Il en a fait son combat. Il préside l'association "Sauvegarde du Trégor". Les "Bonnets rouges" ? Il n'a pas peur de dire combien il s'y oppose. "Ce mode de
"bretonnitude" qu'on nous propose est quand même assez curieux. Voilà des
personnes qui sont dans le trou, et qui nous disent "venez tous dans le trou, il
fait qu'on le creuse encore !" Ces "Bonnets rouges" du MEDEF et de la FNSEA nous
proposent de rester dans ce modèle agricole qui casse les hommes, casse
l'économie, casse l'environnement. Ils voudraient en plus maintenant casser les
portiques de l'écotaxe. Il y en assez. Arrêtons avec ces "Bonnets rouges".

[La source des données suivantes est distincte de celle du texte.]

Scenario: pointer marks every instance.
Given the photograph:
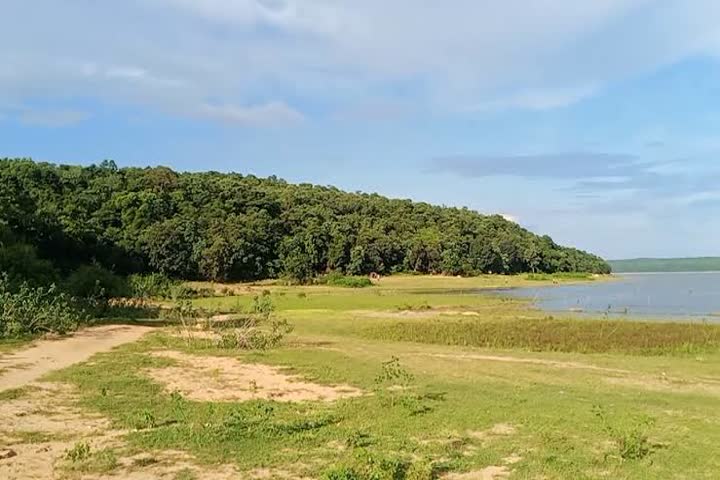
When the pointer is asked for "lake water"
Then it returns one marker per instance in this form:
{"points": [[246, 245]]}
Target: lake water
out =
{"points": [[639, 295]]}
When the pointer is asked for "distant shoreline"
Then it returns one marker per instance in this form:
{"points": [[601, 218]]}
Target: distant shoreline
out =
{"points": [[666, 265]]}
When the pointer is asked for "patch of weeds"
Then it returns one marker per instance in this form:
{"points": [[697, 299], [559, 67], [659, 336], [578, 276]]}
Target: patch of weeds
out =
{"points": [[359, 439], [179, 406], [262, 421], [631, 441], [145, 420], [101, 461], [368, 465], [394, 387], [17, 393], [79, 452], [185, 474], [36, 437]]}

Devenons des Bretons respectueux de notre terre et de notre mer. Sortons de la
mentalité de colonisés qu'ont ces Bretons d'opérette qui ne font que masquer
leur échec." lance ce militant.
Yves-Marie Le Lay
refuse qu'on le traite d'idéaliste. Il ne souhaite pas une Bretagne 100% bio.
"On en est d'ailleurs très loin " dit-il. Il aimerait juste "un retour à
la raison". Exemple de ce qui pour lui est le signe d'une folie : la Bretagne
compte huit millions de cochons, cela fait près de deux porcs par habitant.